Download Shaun the Sheep Movie Two tracks to choose from English LPCM 2.0 (default) and DTS-HD MA 5.1 surround, I went with the surround. Just as the picture is fantastic, so is the sound; being made from the ground up everything matches the on screen action exactly and the surround field is stunning. Stereo effects come thick and fast, form the sheep moving across the screen to wide open areas of the city scape, buses, cars, motorcycles and crowd chatter providing just some of the effects. There is no dialogue to the film but the various noises that the characters make are quite natural sounding and are given plenty of directionality when called for. The score is very high in the mix and gets some very wide separation making full use of the surround speakers, which are in near constant use for ambient effects. Bass is very well integrated into the mix, and there are a few nice low frequency effects, but it never really goes subterranean, not that it needed to. On the whole a very satisfying track.
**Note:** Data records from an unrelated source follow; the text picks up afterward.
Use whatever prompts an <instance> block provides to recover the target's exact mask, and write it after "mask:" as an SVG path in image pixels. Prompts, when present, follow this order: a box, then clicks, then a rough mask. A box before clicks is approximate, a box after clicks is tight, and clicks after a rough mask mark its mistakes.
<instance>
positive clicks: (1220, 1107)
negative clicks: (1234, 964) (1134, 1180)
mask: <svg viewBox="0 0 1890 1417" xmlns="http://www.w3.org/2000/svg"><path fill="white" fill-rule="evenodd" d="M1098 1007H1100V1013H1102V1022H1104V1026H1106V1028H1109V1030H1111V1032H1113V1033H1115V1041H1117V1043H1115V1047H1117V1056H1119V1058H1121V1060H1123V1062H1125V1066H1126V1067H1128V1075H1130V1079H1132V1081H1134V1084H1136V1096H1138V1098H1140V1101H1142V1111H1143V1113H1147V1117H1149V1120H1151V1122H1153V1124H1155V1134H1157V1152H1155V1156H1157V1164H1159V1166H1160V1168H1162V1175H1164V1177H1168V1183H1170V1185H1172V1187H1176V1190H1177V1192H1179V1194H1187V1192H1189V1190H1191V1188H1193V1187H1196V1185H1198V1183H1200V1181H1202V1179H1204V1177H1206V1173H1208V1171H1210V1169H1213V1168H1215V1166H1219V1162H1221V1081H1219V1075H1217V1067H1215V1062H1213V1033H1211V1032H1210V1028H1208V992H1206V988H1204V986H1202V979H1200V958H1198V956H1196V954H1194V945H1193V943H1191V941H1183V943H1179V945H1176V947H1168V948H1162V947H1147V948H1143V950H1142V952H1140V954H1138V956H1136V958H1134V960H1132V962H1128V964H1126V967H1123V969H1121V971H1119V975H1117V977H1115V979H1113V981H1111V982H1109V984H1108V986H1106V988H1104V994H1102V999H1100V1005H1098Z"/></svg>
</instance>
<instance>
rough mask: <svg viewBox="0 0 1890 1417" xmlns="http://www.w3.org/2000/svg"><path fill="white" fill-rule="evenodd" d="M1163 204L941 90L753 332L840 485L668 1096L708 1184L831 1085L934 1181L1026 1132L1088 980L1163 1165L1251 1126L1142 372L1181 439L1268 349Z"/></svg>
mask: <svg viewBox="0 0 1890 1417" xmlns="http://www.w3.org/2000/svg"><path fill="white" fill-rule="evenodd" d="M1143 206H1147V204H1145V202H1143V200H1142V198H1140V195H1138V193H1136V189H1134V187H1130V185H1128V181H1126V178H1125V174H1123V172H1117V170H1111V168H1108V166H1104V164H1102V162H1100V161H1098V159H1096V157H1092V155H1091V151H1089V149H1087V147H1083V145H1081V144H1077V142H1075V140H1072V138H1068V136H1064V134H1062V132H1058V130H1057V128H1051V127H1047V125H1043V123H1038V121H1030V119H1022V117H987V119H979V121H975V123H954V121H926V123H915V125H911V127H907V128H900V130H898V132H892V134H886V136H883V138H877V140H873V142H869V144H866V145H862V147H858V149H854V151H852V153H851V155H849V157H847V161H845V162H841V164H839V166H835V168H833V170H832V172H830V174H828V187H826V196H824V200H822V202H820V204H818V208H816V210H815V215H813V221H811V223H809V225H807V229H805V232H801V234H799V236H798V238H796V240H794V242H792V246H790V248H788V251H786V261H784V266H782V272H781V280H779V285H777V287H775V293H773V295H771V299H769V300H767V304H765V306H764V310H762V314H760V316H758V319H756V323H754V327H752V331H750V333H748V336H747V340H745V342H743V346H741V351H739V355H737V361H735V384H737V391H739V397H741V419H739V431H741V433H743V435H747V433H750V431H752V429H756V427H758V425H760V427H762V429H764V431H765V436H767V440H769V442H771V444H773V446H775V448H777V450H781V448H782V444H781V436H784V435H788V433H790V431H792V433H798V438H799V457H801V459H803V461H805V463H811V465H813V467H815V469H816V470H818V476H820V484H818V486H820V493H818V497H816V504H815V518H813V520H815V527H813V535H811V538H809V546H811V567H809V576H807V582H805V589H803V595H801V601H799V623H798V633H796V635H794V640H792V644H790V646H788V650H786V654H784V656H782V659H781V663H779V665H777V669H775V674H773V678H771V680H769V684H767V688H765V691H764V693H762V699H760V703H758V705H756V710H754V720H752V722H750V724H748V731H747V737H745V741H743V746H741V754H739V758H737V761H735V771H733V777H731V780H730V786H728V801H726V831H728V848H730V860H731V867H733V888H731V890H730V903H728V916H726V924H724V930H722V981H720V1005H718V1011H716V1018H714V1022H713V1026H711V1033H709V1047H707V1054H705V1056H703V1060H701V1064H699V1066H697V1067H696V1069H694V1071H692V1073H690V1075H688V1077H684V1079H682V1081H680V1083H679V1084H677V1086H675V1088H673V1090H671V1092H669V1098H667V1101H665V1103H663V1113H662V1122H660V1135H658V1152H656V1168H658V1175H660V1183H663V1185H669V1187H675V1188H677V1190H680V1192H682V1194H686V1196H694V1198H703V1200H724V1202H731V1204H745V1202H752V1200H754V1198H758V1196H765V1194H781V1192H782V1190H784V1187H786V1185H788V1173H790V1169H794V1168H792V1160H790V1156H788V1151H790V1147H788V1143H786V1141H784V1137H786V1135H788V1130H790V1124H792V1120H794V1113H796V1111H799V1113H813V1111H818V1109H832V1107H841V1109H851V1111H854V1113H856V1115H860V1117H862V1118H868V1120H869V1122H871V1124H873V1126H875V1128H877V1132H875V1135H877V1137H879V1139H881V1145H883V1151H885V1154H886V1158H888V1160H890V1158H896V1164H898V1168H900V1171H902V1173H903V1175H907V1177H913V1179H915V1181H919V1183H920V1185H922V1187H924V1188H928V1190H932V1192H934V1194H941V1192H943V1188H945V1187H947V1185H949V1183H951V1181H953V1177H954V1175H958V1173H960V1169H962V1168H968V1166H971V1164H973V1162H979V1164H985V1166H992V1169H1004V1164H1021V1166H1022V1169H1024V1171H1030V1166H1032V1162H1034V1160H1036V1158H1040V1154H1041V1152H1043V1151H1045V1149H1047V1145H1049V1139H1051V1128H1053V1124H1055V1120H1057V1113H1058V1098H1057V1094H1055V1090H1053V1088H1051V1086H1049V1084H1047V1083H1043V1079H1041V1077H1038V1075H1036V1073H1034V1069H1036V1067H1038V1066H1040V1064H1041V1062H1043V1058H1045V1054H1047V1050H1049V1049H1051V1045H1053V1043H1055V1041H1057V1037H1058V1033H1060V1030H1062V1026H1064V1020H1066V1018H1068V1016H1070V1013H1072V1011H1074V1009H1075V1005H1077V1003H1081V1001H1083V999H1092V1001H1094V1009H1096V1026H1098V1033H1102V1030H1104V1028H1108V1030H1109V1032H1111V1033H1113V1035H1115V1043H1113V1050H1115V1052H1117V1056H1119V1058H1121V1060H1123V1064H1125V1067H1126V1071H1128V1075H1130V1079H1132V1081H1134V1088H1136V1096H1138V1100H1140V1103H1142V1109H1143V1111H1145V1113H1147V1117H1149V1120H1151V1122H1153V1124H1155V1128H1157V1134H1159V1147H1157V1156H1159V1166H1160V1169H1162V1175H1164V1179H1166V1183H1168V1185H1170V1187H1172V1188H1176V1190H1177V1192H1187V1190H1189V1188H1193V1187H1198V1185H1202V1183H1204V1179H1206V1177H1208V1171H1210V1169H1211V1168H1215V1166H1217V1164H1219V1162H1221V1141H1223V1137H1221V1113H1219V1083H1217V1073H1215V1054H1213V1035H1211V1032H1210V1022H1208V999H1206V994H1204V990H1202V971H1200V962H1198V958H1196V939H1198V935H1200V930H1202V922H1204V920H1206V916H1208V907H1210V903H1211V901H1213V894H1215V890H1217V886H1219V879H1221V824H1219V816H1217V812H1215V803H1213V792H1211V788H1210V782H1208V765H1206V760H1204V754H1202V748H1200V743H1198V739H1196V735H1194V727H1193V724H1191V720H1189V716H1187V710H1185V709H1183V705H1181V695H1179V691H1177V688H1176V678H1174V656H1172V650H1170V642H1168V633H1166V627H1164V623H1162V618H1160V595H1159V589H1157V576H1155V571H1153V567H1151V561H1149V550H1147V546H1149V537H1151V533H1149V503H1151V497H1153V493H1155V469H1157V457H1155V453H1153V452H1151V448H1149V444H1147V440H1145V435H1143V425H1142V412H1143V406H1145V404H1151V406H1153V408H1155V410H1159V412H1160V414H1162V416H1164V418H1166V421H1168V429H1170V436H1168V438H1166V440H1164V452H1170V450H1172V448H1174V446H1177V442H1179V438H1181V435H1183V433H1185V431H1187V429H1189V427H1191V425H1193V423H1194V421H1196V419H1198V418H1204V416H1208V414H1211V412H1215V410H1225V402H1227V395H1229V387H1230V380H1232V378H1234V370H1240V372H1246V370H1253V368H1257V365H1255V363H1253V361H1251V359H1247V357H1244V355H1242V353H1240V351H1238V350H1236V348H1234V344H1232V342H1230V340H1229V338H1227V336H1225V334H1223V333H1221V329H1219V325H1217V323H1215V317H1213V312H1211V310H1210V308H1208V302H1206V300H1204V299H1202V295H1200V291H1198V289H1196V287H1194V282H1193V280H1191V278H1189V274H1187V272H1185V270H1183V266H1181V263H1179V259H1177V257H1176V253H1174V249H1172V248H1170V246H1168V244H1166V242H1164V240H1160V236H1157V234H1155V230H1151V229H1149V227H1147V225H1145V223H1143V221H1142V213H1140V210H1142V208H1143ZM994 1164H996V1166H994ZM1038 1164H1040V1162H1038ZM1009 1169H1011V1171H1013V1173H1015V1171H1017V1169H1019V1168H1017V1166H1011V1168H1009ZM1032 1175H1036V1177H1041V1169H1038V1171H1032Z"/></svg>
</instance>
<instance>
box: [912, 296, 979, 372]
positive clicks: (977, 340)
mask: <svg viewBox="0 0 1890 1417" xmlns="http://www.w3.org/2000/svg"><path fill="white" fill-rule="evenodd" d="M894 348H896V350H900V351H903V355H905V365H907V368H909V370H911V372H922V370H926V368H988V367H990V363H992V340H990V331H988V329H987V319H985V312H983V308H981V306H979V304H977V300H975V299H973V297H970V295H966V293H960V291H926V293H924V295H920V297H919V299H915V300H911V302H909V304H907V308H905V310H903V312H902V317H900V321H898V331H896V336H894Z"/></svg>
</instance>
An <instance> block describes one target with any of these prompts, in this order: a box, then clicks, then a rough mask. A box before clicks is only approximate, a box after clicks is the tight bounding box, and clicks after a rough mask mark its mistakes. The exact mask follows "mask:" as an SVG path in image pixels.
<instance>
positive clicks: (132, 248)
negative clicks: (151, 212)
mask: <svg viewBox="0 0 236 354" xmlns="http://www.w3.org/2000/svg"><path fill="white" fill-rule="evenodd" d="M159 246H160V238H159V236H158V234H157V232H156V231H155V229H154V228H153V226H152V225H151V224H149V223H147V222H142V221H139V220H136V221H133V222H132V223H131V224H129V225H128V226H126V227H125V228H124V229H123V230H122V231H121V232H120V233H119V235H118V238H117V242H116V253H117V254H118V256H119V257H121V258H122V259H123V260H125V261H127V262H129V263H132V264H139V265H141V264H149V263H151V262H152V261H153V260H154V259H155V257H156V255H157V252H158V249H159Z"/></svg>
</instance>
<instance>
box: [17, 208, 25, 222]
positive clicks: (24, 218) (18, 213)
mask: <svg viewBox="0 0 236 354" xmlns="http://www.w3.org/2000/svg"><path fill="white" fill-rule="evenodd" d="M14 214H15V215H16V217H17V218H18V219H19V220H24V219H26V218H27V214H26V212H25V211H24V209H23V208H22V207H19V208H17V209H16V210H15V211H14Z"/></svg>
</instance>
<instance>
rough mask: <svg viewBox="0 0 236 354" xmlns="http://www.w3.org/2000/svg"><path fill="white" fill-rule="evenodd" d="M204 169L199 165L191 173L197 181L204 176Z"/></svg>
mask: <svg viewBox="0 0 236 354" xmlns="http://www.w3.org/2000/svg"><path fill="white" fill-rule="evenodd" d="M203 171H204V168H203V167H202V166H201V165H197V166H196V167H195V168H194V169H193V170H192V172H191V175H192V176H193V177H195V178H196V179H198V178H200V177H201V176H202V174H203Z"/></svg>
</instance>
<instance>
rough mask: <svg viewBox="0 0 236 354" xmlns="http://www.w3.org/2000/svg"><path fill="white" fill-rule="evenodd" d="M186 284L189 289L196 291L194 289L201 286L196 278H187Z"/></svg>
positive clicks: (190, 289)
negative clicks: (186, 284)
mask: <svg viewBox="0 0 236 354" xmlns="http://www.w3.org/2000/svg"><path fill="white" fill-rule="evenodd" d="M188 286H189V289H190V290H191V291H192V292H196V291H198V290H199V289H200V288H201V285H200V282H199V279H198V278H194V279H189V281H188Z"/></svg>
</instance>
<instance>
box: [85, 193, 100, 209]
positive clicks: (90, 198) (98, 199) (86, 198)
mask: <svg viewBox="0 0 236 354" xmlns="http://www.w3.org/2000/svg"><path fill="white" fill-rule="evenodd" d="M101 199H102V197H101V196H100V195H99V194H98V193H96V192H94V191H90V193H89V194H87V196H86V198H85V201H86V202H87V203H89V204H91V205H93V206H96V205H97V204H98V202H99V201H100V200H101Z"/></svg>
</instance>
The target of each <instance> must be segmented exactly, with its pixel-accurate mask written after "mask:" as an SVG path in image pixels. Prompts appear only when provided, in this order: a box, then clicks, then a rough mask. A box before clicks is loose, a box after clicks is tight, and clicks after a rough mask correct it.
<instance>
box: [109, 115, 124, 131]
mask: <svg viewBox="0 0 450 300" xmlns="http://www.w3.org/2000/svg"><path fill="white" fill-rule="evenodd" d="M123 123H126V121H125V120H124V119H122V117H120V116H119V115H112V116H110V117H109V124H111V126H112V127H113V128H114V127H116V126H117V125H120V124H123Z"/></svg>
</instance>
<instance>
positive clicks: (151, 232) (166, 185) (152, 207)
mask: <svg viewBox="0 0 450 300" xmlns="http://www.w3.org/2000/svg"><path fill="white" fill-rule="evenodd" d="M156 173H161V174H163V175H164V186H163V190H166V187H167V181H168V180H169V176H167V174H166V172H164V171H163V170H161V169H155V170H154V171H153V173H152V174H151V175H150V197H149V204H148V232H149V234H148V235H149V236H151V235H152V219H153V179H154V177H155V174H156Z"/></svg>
As a Blu-ray, the set from Studiocanal is pretty decent; the picture is stunning in its representation, bright colours, incredible detail and wonderful depth, while the sound is fantastic in its surround environment. Shame the extras are a little thin on the ground, though the Making of does start out well, if only they could have continued this! On the whole the film will win out over the disc’s short comings though, making it a terrific blind buy.